4. Deal-Alter und Stagnation
Deal-Alter bezeichnet, wie lange ein Deal bereits in seiner aktuellen Stage verweilt, ohne fortzuschreiten. Ein Deal gilt als stagnierender Deal (Stall), wenn er das Doppelte der normalen Stage-Verweildauer überschritten hat. Stagnierte Deals belasten die Pipeline Health auf zweifache Weise: Sie täuschen Coverage vor, die tatsächlich nicht vorhanden ist, und binden Vertriebskapazität, die für aktive Deals fehlt. Im DACH-Mittelstand gelten häufig längere Vertriebszyklen als Norm — der Schwellenwert für Stagnation muss daher an den historischen Durchschnitt des Teams angepasst werden.
5. Aktivitätsrecency
Aktivitätsrecency misst, wann zuletzt eine nachweisliche Vertriebsaktivität im CRM dokumentiert wurde: E-Mail, Anruf, Meeting, Notiz. Deals ohne Aktivität in den letzten 10–14 Tagen (in frühen Stages) oder 5–7 Tagen (in späten Stages) sind Kandidaten für Pipeline-Bereinigung. Fehlende Aktivitätsdaten im CRM sind häufig ein CRM-Hygiene-Problem, das Pipeline Health verzerrt.

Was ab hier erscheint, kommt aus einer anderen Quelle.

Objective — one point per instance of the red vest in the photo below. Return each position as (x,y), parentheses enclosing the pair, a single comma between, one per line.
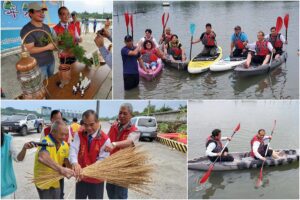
(275,41)
(47,131)
(59,30)
(255,139)
(114,132)
(86,157)
(77,25)
(238,42)
(208,40)
(262,48)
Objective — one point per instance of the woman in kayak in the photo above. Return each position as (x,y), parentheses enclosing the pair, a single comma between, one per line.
(150,55)
(258,147)
(175,50)
(214,147)
(208,39)
(262,47)
(277,40)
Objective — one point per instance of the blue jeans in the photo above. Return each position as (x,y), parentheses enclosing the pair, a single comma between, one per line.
(116,192)
(47,70)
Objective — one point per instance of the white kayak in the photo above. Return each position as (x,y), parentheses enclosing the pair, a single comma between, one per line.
(227,64)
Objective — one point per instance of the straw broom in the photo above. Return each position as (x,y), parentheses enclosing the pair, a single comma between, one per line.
(128,168)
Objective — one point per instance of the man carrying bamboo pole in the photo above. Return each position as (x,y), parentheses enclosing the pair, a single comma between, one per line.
(87,148)
(52,158)
(122,134)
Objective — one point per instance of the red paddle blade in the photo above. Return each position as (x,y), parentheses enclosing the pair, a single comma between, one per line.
(259,180)
(286,20)
(237,128)
(279,23)
(131,22)
(206,175)
(126,18)
(167,19)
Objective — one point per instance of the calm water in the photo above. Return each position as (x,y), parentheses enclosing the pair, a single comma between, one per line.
(252,16)
(279,182)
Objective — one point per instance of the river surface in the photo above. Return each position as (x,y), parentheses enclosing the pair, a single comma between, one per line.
(171,83)
(278,182)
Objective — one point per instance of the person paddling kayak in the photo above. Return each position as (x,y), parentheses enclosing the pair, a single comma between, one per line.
(239,40)
(214,147)
(277,40)
(258,147)
(208,39)
(262,49)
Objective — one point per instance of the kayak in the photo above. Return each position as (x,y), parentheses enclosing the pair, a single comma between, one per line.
(262,69)
(176,64)
(227,64)
(152,74)
(242,160)
(202,63)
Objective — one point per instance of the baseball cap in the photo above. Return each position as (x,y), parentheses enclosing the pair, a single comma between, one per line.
(35,6)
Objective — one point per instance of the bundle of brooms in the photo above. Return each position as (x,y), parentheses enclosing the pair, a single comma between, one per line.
(128,168)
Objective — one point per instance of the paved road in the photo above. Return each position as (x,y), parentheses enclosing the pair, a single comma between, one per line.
(170,179)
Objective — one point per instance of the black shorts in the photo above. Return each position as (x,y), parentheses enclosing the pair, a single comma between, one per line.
(131,81)
(258,59)
(262,151)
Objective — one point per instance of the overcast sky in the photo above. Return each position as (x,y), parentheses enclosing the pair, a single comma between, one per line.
(89,5)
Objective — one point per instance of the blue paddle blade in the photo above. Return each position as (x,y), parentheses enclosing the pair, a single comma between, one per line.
(192,28)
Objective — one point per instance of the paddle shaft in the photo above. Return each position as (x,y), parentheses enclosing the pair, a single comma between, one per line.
(262,166)
(223,148)
(191,47)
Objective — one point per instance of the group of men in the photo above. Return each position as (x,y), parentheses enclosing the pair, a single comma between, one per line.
(43,53)
(75,147)
(214,147)
(257,52)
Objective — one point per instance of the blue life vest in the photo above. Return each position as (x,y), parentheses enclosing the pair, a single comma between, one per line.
(8,179)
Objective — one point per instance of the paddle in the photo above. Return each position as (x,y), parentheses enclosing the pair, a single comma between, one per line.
(131,24)
(207,174)
(192,31)
(286,24)
(127,21)
(259,181)
(278,24)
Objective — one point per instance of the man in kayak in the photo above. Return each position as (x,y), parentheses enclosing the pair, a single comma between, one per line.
(258,147)
(262,49)
(148,36)
(166,36)
(174,49)
(239,40)
(214,147)
(277,40)
(130,57)
(208,39)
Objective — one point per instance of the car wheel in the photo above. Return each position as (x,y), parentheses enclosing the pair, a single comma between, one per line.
(39,128)
(23,131)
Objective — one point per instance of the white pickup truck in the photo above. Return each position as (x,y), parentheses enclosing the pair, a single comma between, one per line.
(22,124)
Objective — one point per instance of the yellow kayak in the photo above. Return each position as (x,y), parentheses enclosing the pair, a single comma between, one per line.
(201,63)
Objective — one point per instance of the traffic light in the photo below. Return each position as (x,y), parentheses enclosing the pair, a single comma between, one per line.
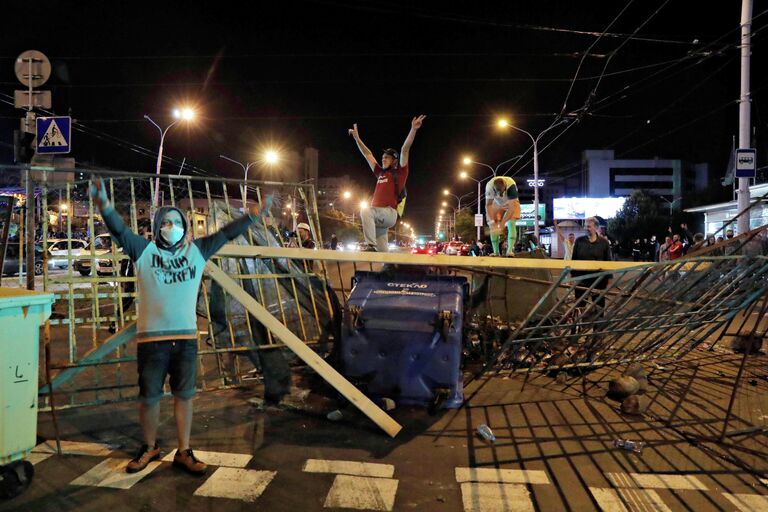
(23,147)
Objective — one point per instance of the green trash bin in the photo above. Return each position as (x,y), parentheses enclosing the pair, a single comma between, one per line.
(21,314)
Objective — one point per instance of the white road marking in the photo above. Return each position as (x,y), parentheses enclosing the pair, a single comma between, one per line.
(234,483)
(625,500)
(507,476)
(748,502)
(495,497)
(361,493)
(230,460)
(111,473)
(656,481)
(75,448)
(37,458)
(348,467)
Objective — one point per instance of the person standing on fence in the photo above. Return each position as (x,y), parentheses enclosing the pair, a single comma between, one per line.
(502,208)
(168,271)
(675,249)
(591,247)
(391,176)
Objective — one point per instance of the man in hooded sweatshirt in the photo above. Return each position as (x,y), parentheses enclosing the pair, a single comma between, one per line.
(168,272)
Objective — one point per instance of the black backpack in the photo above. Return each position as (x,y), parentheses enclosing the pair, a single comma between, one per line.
(402,195)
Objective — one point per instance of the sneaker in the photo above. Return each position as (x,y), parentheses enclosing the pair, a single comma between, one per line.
(187,461)
(143,457)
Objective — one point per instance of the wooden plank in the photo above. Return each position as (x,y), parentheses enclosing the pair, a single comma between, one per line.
(128,333)
(307,355)
(245,251)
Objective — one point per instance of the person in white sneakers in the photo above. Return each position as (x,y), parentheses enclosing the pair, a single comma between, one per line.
(391,176)
(502,207)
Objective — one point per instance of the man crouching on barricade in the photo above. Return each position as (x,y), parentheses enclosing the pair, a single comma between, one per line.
(168,271)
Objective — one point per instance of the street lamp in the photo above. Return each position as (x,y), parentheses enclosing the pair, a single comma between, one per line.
(179,114)
(270,156)
(503,123)
(464,175)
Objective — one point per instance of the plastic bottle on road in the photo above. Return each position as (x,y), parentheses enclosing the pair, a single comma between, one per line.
(625,444)
(486,433)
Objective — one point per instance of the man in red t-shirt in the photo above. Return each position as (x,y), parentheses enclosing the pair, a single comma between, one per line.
(675,250)
(382,213)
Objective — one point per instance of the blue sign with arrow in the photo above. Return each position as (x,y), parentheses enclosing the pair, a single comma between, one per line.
(54,134)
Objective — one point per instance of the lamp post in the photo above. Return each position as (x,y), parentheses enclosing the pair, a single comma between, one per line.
(183,114)
(503,123)
(494,171)
(447,192)
(270,157)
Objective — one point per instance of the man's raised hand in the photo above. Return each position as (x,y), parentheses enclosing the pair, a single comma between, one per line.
(98,193)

Pipeline-Health-Benchmarks für B2B SaaS DACH
| Signal | Gesund | Kritisch |
|---|---|---|
| Pipeline Coverage Ratio | 3x – 4x | Unter 2x |
| Anteil stagnierender Deals | Unter 15 % | Über 30 % |
| Velocity-Veränderung ggü. Vorquartal | Stabil oder besser | Rückgang > 20 % |
| Stage Conversion Rate (Late Stage) | 60–80 % | Unter 50 % |
| Deals ohne Aktivität (> 14 Tage) | Unter 10 % | Über 25 % |
Wie Fairview Pipeline Health überwacht
Fairview verbindet sich direkt mit dem CRM-System (HubSpot, Salesforce, Pipedrive und weitere) und berechnet alle fünf Pipeline-Health-Signale in Echtzeit — nicht als statischen Wochenbericht, sondern als kontinuierlich aktualisierte Bewertung. Stagnierte Deals werden automatisch gekennzeichnet, sobald sie den teamspezifischen Schwellenwert überschreiten. Stage Conversion Rates werden pro Stage und Zeitraum berechnet und mit dem historischen Teamdurchschnitt verglichen.

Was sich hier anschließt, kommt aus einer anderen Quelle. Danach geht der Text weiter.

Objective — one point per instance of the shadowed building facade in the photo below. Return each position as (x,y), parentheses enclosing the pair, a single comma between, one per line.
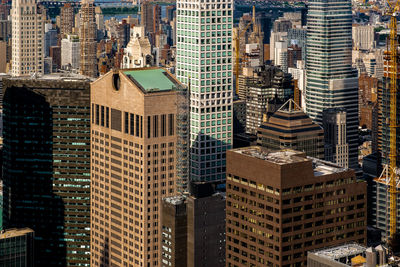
(46,165)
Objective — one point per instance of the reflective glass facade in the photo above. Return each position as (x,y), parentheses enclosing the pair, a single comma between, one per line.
(46,166)
(204,60)
(331,81)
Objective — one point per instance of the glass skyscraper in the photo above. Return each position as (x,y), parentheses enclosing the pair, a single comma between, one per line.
(46,165)
(204,61)
(331,81)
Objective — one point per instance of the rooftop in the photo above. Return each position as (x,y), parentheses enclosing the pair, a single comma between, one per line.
(63,76)
(339,252)
(175,200)
(14,232)
(289,156)
(280,157)
(152,79)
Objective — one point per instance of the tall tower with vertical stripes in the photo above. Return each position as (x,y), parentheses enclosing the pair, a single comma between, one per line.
(204,60)
(331,81)
(88,32)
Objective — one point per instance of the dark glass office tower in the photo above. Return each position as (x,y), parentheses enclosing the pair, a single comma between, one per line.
(46,166)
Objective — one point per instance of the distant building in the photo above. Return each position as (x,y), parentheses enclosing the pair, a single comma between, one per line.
(50,38)
(17,247)
(298,36)
(298,75)
(137,54)
(290,127)
(46,165)
(261,98)
(282,25)
(281,204)
(71,51)
(88,39)
(27,17)
(335,136)
(363,37)
(55,54)
(3,56)
(150,19)
(5,29)
(294,55)
(239,116)
(276,37)
(331,80)
(67,19)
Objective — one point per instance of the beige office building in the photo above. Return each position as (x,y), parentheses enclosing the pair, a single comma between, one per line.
(27,37)
(134,139)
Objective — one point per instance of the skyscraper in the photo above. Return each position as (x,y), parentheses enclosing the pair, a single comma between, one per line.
(16,247)
(88,37)
(150,19)
(204,60)
(67,18)
(46,165)
(290,127)
(331,81)
(27,38)
(134,158)
(336,145)
(281,204)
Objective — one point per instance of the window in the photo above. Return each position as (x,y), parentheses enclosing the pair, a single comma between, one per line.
(137,125)
(163,125)
(148,127)
(116,119)
(126,126)
(97,114)
(155,126)
(107,117)
(102,116)
(132,128)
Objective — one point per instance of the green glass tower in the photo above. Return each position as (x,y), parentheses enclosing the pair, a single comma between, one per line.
(331,81)
(204,61)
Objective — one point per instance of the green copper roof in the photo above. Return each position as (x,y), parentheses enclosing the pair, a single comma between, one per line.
(152,79)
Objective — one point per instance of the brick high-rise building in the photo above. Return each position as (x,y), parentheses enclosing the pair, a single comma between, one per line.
(46,165)
(27,38)
(282,204)
(134,137)
(88,39)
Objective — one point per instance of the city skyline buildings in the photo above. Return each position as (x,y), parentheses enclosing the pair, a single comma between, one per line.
(88,39)
(134,157)
(28,50)
(46,165)
(331,80)
(204,62)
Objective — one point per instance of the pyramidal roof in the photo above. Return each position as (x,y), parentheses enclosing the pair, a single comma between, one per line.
(290,107)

Wenn die Pipeline Health in einem bestimmten Territorium oder bei einem Vertriebsmitarbeiter kritische Werte erreicht, löst Fairview eine gezielte Empfehlung aus: welche Deals priorisiert werden sollten, in welchen Stages Interventionsbedarf besteht und ob der aktuelle Forecast adjustiert werden sollte. COOs und Vertriebsleiter erhalten damit eine Einschätzung, die auf tatsächlichen Signalen basiert — nicht auf dem, was Vertriebsmitarbeiter im CRM eingetragen haben wollen.